As though to remind us that Internet gambling and sports betting are no sure path to profitability, not only is Fubo Sportsbook going dark in New Jersey, so is e-sports betting purveyor Vie.gg. Vie, we never knew ye. You only have until Nov. 1 to collect any outstanding balances from them. Which is about what we’d expect with an online partner of Bally’s Atlantic City. At least Fubo isn’t slamming the wickets until Nov. 17. E-sports may be the Next Big Thing in betting but Vie’s fate strongly suggests that it’s not here yet.

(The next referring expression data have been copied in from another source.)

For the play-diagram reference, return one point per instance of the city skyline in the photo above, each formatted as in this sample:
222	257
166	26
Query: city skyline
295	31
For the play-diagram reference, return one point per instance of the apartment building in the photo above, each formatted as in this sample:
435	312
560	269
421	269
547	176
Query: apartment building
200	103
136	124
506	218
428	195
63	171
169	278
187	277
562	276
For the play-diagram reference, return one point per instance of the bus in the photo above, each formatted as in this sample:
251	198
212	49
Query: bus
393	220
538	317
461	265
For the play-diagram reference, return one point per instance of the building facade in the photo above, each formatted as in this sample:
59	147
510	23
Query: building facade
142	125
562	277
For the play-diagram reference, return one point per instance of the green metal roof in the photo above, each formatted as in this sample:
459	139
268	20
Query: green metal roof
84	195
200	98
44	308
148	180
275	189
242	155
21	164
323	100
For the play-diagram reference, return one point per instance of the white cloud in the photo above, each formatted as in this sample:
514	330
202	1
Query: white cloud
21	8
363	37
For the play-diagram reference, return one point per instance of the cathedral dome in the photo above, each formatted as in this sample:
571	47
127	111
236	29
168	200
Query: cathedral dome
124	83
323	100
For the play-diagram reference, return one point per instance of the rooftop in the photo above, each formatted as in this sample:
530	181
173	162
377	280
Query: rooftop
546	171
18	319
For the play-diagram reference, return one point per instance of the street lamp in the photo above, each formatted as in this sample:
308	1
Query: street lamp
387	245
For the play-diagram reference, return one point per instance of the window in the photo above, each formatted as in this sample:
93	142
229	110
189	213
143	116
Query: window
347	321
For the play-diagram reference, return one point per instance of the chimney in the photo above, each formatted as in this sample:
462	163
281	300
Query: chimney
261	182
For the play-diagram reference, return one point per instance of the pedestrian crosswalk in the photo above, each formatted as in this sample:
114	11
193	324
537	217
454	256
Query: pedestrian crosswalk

Jottings: Good news from Caesars Entertainment. Its new, land-based Horseshoe Lake Charles will open Dec. 12, putting even more daylight between Lake Charles and the rest of Louisiana. In addition to 253 hotel rooms, the property will boast nearly 1,000 slots, a Caesars Sportsbook and a World Series of Poker-branded card room … Continuing its tradition of philanthropy, MGM Resorts International is donating $1 million to the Ackerman Center for autism. The money will go toward vocational training and job placement … Hard Rock Barcelona casino has been on ice for 10 years and isn’t going anywhere soon. The Catalonian Ministry of Climate Action, Food & Rural Agenda says the project lacks “environmental compensation” and “ecological connectivity.” Hard Rock hasn’t flunked the test but will have to undertake remedial work.